Li Wenliang, un oculista di 34 anni impiegato presso uno degli ospedali di Wuhan, l’epicentro della crisi, si era accorto lo scorso dicembre delle anomalie in alcuni pazienti affetti da polmoniti gravi, le cui cause erano ignote. Valutando i sintomi _ e confrontandoli con quelli di altre sindromi respiratorie gravi come la Sars _ipotizzò che la causa delle polmoniti potesse essere un nuovo coronavirus. Il medico aveva comunicato le sue ipotesi in una chat di gruppo con altre persone, attirando l’attenzione della polizia locale, che lo aveva accusato di diffondere notizie false e allarmistiche. Poche settimane dopo ci sarebbe stata la conferma circa la presenza di un nuovo coronavirus, alla base delle polmoniti gravi a Wuhan e di diversi decessi.

ACCUSE FALSE

Dopo essere stato falsamente accusato, e poi scagionato, Lì era tornato a lavorare. Qualche giorno dopo avere visitato una paziente, poi risultata positiva al nuovo coronavirus, aveva cominciatoa sviluppare alcuni sintomi e a soffrire di una grave infiammazione delle vie respiratorie. Gli fu confermato il contagio da coronavirus e prima di morire il medico aveva raccontato la sua storia sui social network cinesi.
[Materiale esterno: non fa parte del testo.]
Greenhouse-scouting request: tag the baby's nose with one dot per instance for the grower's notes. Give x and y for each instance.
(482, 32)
“Questo è un momento eccezionale per la nostra coscienza collettiva”, dice un post. E lo deve essere sicuramente in un sistema dove 1,4 miliardi persone sono attentamente sorvegliate dal Partito comunista che anche negli anni recenti ha messo la museruola persino alla sua classe dirigente ogni qual volta si intravedevano sintomi di dissenso e di opposizione. Questa volta le critiche al governo sono forti, diffuse, feroci, cosa mai accaduta in un Paese dove la censura e l’autocensura lavorano alacremente.
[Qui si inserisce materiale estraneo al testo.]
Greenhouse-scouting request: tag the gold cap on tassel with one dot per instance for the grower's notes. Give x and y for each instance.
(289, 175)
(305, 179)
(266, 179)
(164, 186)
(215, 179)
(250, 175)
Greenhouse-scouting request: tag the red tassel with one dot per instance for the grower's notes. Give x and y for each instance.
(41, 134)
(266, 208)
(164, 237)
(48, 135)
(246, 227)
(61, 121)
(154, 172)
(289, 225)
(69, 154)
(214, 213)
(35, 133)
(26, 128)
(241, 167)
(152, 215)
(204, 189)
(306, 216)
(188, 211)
Il regime cinese si era preparato alla critiche ma non è bastato. La macchina di propaganda del Partito comunista di Pechino è entrata subito in funzione a pieno ritmo cercando di mettere sotto contro i messaggi sul web. Ma a quanto pare è stata assai meno efficiente che in passato.

La morte del dottor Li ha creato un’ondata emotiva che Pechino non è ancora riuscita a mettere sotto controllo. Si è diffusa alla velocità del fulmine una sorta di sorta di epidemia di critiche al governo come non si era mai vista. I cinesi si sono infuriati per come è stata gestita la situazione. Quanto durerà questa rabbia è difficile prevederlo ed è ancora più complicato individuare le conseguenze.

NUOVA TATTICA

Adesso però le autorità cinesi hanno cambiato tattica. Non censurano le critiche ma cercano di cavalcarle, di tenerle sotto controllo. Ma in futuro potrebbe accadere che dovremo ricordare il nome del dottor Li Wenliang non soltanto per essere stato una vittima ma anche qualche cosa di ancora più significativo per l’opinione pubblica cinese.